Ah nostalgia. My nostalgia is almost always associated more with my single digit years than my teens.

I remember playing kick the can late into the night. Red rover and Cross the River in the alley by my friend's house. There was a huge wall made of large rocks that we used to climb at least 30 feet high. Like Chuck has mentioned it has sunk into the ground and is now only about 6 feet tall. I remember refighting the great battles of World War II right there in Rapid City South Dakota.

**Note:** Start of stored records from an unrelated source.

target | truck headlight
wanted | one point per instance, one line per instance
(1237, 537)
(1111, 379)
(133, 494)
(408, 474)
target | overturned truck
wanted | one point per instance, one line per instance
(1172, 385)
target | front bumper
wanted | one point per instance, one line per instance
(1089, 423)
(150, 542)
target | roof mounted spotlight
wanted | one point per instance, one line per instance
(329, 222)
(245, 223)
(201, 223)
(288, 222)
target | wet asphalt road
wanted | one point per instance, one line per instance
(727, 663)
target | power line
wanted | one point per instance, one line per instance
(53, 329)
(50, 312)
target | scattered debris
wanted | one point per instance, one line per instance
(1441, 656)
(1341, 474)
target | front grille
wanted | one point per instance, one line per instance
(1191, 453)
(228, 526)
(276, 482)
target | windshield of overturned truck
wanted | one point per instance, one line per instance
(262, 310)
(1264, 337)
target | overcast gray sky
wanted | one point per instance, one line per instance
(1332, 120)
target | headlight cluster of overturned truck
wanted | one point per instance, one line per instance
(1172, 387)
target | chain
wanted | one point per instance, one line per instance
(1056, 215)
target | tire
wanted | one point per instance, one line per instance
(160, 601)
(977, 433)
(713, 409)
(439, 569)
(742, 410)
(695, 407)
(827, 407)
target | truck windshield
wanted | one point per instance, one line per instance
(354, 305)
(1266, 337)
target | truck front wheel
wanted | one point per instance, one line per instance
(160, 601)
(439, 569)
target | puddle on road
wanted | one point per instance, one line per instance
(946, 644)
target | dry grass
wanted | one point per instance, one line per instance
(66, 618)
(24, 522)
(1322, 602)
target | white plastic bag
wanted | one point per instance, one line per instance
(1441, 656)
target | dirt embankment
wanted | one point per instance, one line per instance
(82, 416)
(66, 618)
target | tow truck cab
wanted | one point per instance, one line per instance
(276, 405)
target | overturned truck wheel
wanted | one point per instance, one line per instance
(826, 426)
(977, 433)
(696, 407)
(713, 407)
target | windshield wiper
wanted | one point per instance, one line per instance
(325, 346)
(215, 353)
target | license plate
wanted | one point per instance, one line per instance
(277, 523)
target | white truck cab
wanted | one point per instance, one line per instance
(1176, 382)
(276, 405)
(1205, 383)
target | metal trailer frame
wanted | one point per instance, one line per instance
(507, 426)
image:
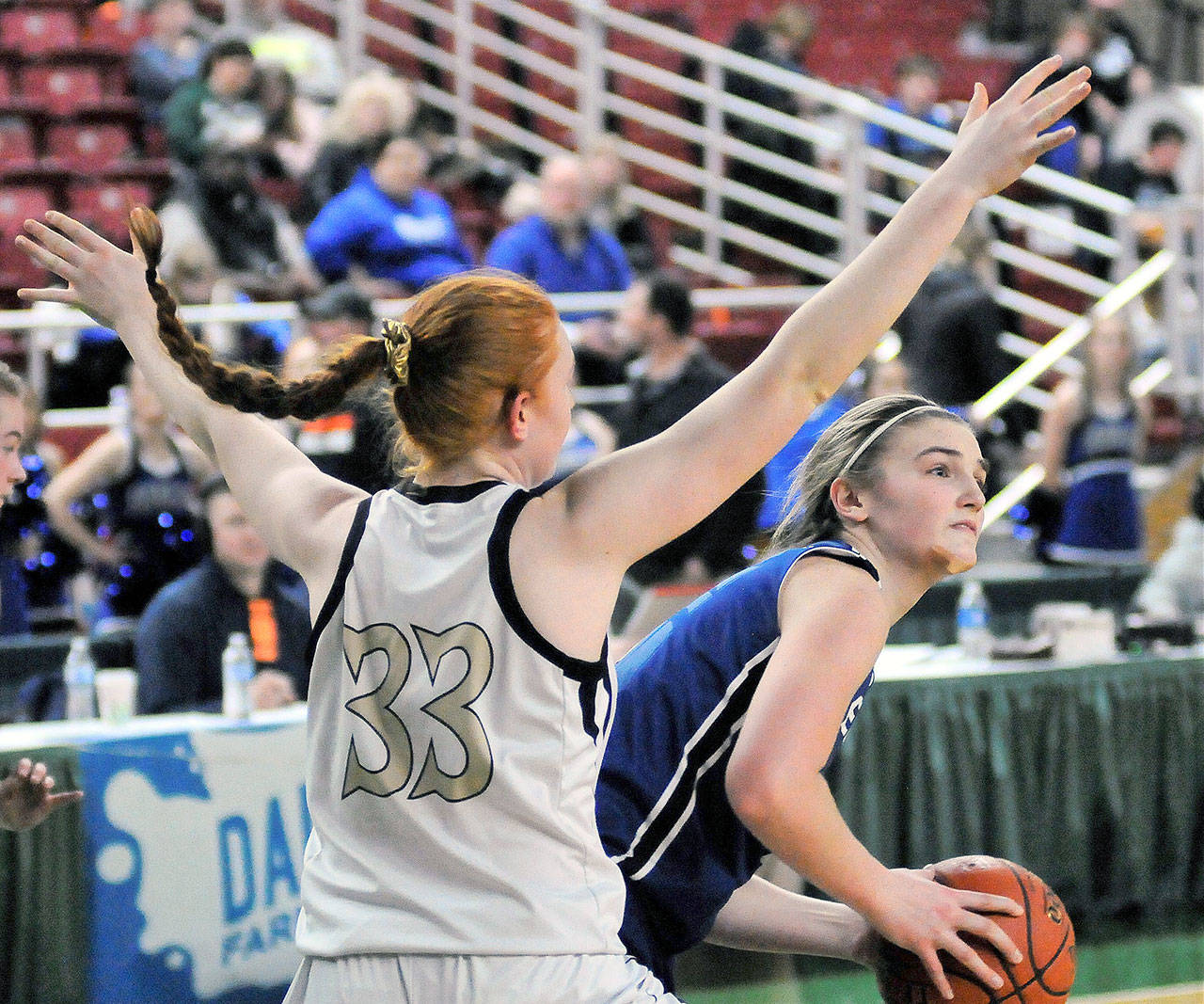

I remember sledding. I remember flying off the cliff at the bottom of the run thinking I would die (the cliff is about three feet high and I survived all the times I flew off it). I remember digging snow tunnels in the drifts after a blizzard. The brightness of the night when snow was lightly falling. The comfort of our shag carpet after I took the trash out, in the snow, barefoot.

I so fondly remember going to sleep in a cold, cold, basement bedroom, covered by heavy blankets that engulfed me like a comforting cacoon of warmth while the Christmas lights blinked softly outside my frosted window. Waking, still in the same position to my mom playing Christmas carols upstairs. I fondly remember the anticipation I felt then for Christmas which has so long been replaced by jaded expediency.

It is good sometimes to remember but I don't find it melancholy I find it so refreshing. Yes, I would pay a great deal to go back again for a time, but only for a time because I am also busy now making memories that I can look back on later as well.